A: Cold medicines such as Actifed and Sudafed can cause mild pupil dilation, which can affect eye pressure. Patients with very narrow angles or untreated angle-closure should not take cold medications. Patients who have been treated for narrow-angle glaucoma or open-angle glaucoma can take cold medicines safely. Your eye care provider should be able to advise you as to the safety of this medication class in your particular case.

  • Q: My husband is 36 years old and was just diagnosed with early-stage glaucoma in his left eye. There is no history in his family. Why did he develop this condition and will he be OK? He is now being treated with eye drops. Can you help me?

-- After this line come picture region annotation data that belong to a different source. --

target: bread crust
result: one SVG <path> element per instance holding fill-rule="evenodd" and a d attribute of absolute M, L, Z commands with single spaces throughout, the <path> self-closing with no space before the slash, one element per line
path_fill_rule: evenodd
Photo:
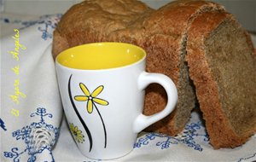
<path fill-rule="evenodd" d="M 212 20 L 209 12 L 214 14 Z M 180 0 L 154 10 L 136 0 L 88 0 L 73 6 L 62 16 L 54 32 L 53 55 L 55 57 L 68 48 L 94 42 L 124 42 L 143 48 L 148 53 L 146 70 L 169 76 L 179 96 L 175 110 L 147 130 L 175 136 L 183 130 L 195 103 L 190 76 L 211 143 L 215 148 L 233 148 L 245 142 L 253 131 L 241 137 L 233 131 L 218 100 L 203 44 L 208 33 L 227 18 L 233 19 L 222 6 L 205 1 Z M 143 113 L 160 112 L 166 103 L 164 89 L 152 84 L 146 90 Z"/>
<path fill-rule="evenodd" d="M 189 67 L 189 76 L 195 84 L 210 142 L 214 148 L 240 146 L 247 141 L 256 129 L 253 128 L 251 131 L 242 135 L 236 133 L 223 110 L 217 82 L 205 55 L 207 48 L 204 44 L 205 40 L 226 20 L 235 21 L 233 16 L 227 13 L 204 13 L 193 21 L 188 32 L 186 60 Z M 245 37 L 247 36 L 245 33 Z"/>

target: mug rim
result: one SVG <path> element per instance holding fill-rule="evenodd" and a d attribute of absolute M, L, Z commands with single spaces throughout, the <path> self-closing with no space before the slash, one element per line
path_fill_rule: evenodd
<path fill-rule="evenodd" d="M 67 66 L 64 66 L 61 63 L 59 62 L 58 58 L 60 58 L 63 53 L 66 53 L 68 50 L 72 50 L 73 49 L 79 48 L 79 47 L 82 47 L 82 46 L 88 46 L 88 45 L 96 45 L 96 44 L 114 44 L 114 43 L 118 43 L 118 44 L 125 44 L 125 45 L 129 45 L 129 46 L 132 46 L 135 47 L 137 49 L 138 49 L 139 50 L 141 50 L 143 53 L 143 56 L 139 59 L 138 61 L 132 62 L 131 64 L 128 65 L 124 65 L 124 66 L 120 66 L 120 67 L 110 67 L 110 68 L 102 68 L 102 69 L 80 69 L 80 68 L 74 68 L 74 67 L 70 67 Z M 117 69 L 122 69 L 122 68 L 127 68 L 132 66 L 136 66 L 137 64 L 140 64 L 141 62 L 143 62 L 143 61 L 145 61 L 145 58 L 147 56 L 147 53 L 145 51 L 145 49 L 143 49 L 143 48 L 132 44 L 132 43 L 120 43 L 120 42 L 96 42 L 96 43 L 84 43 L 81 45 L 77 45 L 77 46 L 73 46 L 72 48 L 68 48 L 63 51 L 61 51 L 55 58 L 55 64 L 63 67 L 63 68 L 67 68 L 67 69 L 71 69 L 71 70 L 77 70 L 77 71 L 87 71 L 87 72 L 98 72 L 98 71 L 109 71 L 109 70 L 117 70 Z"/>

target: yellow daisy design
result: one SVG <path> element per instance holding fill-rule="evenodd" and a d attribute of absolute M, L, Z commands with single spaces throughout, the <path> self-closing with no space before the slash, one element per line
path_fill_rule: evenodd
<path fill-rule="evenodd" d="M 82 90 L 84 95 L 76 95 L 76 96 L 74 96 L 74 99 L 78 101 L 87 101 L 87 112 L 89 113 L 92 113 L 93 106 L 95 106 L 95 103 L 103 105 L 103 106 L 108 105 L 108 101 L 96 97 L 103 90 L 103 89 L 104 89 L 103 85 L 98 86 L 91 94 L 90 93 L 89 90 L 84 84 L 80 83 L 79 87 Z"/>
<path fill-rule="evenodd" d="M 69 129 L 74 139 L 79 143 L 83 143 L 83 142 L 84 142 L 84 136 L 82 134 L 82 131 L 79 130 L 77 126 L 74 126 L 73 124 L 69 124 Z"/>

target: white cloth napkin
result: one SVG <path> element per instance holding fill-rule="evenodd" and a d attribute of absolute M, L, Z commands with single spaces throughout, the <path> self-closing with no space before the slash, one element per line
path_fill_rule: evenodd
<path fill-rule="evenodd" d="M 52 32 L 60 17 L 0 17 L 1 26 L 4 28 L 2 35 L 6 36 L 1 38 L 1 161 L 101 161 L 89 159 L 80 153 L 65 118 L 60 128 L 62 109 L 50 45 Z M 20 60 L 15 61 L 9 51 L 15 49 L 14 29 L 20 27 L 23 29 L 19 30 L 20 43 L 26 49 L 20 48 Z M 19 75 L 12 70 L 15 66 L 19 66 Z M 15 95 L 16 79 L 20 92 L 19 104 L 10 97 Z M 208 142 L 201 113 L 195 108 L 178 136 L 143 132 L 131 153 L 110 161 L 253 160 L 256 135 L 241 147 L 214 150 Z"/>
<path fill-rule="evenodd" d="M 11 30 L 1 38 L 1 161 L 53 161 L 62 107 L 51 37 L 60 16 L 2 16 Z"/>

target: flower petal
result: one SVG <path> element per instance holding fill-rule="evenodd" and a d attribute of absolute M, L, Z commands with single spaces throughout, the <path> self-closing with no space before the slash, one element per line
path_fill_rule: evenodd
<path fill-rule="evenodd" d="M 74 99 L 78 101 L 85 101 L 88 100 L 88 96 L 85 95 L 76 95 Z"/>
<path fill-rule="evenodd" d="M 98 87 L 91 93 L 91 96 L 92 96 L 92 97 L 97 96 L 97 95 L 103 90 L 103 89 L 104 89 L 103 85 L 98 86 Z"/>
<path fill-rule="evenodd" d="M 84 92 L 84 94 L 86 96 L 90 96 L 90 91 L 87 89 L 87 87 L 84 84 L 82 84 L 82 83 L 79 84 L 79 86 L 80 86 L 80 89 L 82 90 L 82 91 Z"/>
<path fill-rule="evenodd" d="M 89 113 L 92 113 L 92 101 L 91 100 L 89 100 L 87 102 L 87 112 Z"/>
<path fill-rule="evenodd" d="M 108 105 L 108 101 L 107 101 L 106 100 L 101 99 L 101 98 L 93 98 L 92 100 L 93 100 L 93 101 L 95 101 L 100 105 L 103 105 L 103 106 Z"/>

A: Primary open-angle glaucoma is a multifactorial disease that can affect patients in their 30s. Some patients have no family history of the disease. Glaucoma that affects only one eye may be related to other conditions such as trauma and pseudoexfoliation. Glaucoma that is detected in the early stages carries a better prognosis than glaucoma that is diagnosed at an advanced stage. Treatment involves reduction of the intraocular pressure and monitoring of the optic nerve function. With diligent treatment and follow-up, your husband should maintain vision throughout his lifetime.

Monday, June 1, 2009

Fast Facts About Glaucoma

  1. Glaucoma is the leading cause of blindness in the world.
  2. More than 1,000,000 people are totally blind from glaucoma in China.
  3. Several million more people have elevated intraocular pressure.
  4. About 2% of the population age 40-50 and 8% over 70 have elevated intraocular pressure.
  5. Glaucoma affects people of all ages and all races.
  6. Most blindness from glaucoma is needless and could have been prevented if detected and treated in time.
  7. Most patients have no symptoms from glaucoma.
  8. Blindness from glaucoma usually begins with loss of peripheral vision. Central vision is usually maintained until the late stages. By the time the patient notices visual loss, damage is advanced.
  9. Factors which predispose to glaucoma include myopia, black race, and a family history of glaucoma. Thyroid disease, diabetes, and high blood pressure may be associated to some degree.
  10. Intraocular pressure can be measured by a simple office test called tonometry. This test is the only reliable method of detecting elevated intraocular pressure.
  11. Signs of disorders within the eye which could lead eventually to elevated intraocular pressure can be determined by a thorough eye examination by an ophthalmologist.
  12. Fully half of all persons with damage from glaucoma are unaware of it.
  13. In a nationwide phone survey conducted a few years ago by Prevent Blindness America, blindness ranked third after cancer and heart disease as people's major fear.
  14. However, only 20% of people knew that glaucoma was related to elevated pressure within the eye. Another 50% had heard of glaucoma, but weren't sure what it was, while 30% had never heard of it.
  15. Of the 20% who knew about glaucoma, most thought either that people affected could tell because they would have symptoms, that it was easily cured, or that it did not lead to blindness.
  16. Despite that fact that glaucoma is roughly as common as high blood pressure and diabetes, the widespread public lack of familiarity with glaucoma results in thousands of blindness annually, most of which could have been prevented.